Тренк, человек по натуре горячий, не признавал осторожности; в то время он уже был озлоблен непонятной суровостью и несправедливостью к нему Фридриха и находил горькое удовольствие, разоблачая перед графом Годицем беззакония того самого государственного строя, преступлений которого он был свидетелем и соучастником в дни своего благоденствия, когда взгляды его не были еще столь справедливы и строги. Теперь же, тайно преследуемый, хотя по видимости облеченный доверием короля и получивший важное дипломатическое поручение к Марии-Терезии, он начинал ненавидеть своего повелителя и слишком откровенно выказывал свои чувства. Он обрисовал графу страдания, рабство и отчаяние многочисленной прусской армии, неоценимой на поле боя, но настолько опасной в мирное время, что приходилось для обуздания ее прибегать к системе беспримерного террора и жестокости.

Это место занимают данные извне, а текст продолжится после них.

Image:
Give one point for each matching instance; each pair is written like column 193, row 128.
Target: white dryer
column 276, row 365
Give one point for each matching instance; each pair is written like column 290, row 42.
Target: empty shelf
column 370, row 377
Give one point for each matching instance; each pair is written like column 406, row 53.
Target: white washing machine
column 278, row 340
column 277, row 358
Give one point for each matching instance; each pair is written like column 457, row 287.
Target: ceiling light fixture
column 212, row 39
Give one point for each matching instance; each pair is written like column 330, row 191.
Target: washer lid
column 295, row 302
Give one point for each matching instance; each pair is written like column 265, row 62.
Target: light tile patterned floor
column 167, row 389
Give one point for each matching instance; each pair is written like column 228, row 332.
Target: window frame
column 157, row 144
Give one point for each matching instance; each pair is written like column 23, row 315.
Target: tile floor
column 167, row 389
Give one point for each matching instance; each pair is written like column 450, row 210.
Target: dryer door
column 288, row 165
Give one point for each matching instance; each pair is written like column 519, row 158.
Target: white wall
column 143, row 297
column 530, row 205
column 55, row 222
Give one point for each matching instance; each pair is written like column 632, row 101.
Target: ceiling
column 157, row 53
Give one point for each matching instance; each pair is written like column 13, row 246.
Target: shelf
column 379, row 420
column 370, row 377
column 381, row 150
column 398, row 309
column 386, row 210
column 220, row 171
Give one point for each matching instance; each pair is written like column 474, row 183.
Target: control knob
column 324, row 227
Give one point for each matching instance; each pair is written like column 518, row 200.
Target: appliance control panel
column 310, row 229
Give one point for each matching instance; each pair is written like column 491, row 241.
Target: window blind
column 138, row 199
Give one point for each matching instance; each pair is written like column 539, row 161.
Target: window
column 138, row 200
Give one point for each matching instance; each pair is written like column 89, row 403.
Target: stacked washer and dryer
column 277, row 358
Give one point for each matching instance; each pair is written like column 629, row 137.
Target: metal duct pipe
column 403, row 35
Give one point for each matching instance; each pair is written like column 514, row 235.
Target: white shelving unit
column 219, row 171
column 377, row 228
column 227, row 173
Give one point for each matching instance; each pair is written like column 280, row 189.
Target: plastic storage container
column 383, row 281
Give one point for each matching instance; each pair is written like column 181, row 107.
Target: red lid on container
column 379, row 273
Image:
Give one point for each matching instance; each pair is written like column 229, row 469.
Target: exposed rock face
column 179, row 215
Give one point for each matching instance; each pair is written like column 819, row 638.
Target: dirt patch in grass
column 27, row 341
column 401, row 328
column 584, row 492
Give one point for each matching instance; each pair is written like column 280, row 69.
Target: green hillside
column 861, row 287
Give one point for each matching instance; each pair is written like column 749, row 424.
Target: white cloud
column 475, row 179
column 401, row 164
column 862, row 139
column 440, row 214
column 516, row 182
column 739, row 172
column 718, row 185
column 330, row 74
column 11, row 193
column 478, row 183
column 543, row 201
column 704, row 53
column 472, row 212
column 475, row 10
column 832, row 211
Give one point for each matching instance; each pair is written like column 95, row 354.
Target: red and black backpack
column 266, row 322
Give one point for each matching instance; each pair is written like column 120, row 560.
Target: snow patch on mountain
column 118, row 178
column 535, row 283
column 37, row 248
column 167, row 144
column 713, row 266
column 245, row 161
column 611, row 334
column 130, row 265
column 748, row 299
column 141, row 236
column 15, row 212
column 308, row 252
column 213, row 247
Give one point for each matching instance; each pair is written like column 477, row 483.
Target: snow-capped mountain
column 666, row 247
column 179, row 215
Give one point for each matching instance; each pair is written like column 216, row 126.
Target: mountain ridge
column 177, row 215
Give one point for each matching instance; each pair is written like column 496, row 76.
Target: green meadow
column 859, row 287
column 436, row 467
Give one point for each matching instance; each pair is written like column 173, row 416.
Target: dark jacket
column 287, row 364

Рассказал и об эпидемии самоубийств, свирепствующей в армии, и о преступлениях, совершаемых солдатами, даже честными и набожными, с единственной целью добиться смертного приговора и избавиться таким путем от ужасов жизни, на которую их обрекли.

– Поверите ли, – говорил он, – что они особенно стремятся попасть в ряды так называемых поднадзорных? Надо вам сказать, что эти поднадзорные пополняются за счет рекрутов-иностранцев (главным образом похищенных) или за счет прусской молодежи. В начале своего военного поприща, кончающегося для них только вместе с жизнью, все они предаются безмерному отчаянию. Их выстраивают рядами и, как в мирное, так и в военное время, заставляют маршировать впереди шеренги солдат более покорных или более решительных, получивших приказ стрелять в каждого идущего перед ним при малейшей попытке к бегству или неповиновению. Если эта шеренга не выполнит приказа, то следующая за ней, составленная из людей еще более бесчувственных и более жестоких (а такие встречаются среди старых, очерствелых вояк и добровольцев, почти сплошь негодяев), обязана стрелять в обе передние; если же оплошает и третья, то следующая за ней, и так далее. Таким образом, каждый солдат имеет во время боя врага перед собой и врага позади себя, но равных себе – товарищей или братьев по оружию – нигде. Повсюду насилие, смерть и ужас. Только таким способом, говорит великий Фридрих, создаются непобедимые солдаты. Так вот именно в первых рядах и домогается места прусский рекрут, а добившись его и потеряв всякую надежду на спасение, он бросает оружие и бежит, чтобы навлечь на себя пули своих товарищей. Этот отчаянный порыв спасает некоторых; ценою крайнего риска и невероятных опасностей им порой удается бежать, а иногда и перейти к врагу. Король прекрасно знает, с каким ужасом относятся в армии к его железному игу. И вам, быть может, известна острота, которую он сказал своему племяннику, герцогу Брауншвейгскому, присутствовавшему на одном из его больших парадов и не перестававшему восхищаться прекрасной выправкой и блестящими маневрами войск.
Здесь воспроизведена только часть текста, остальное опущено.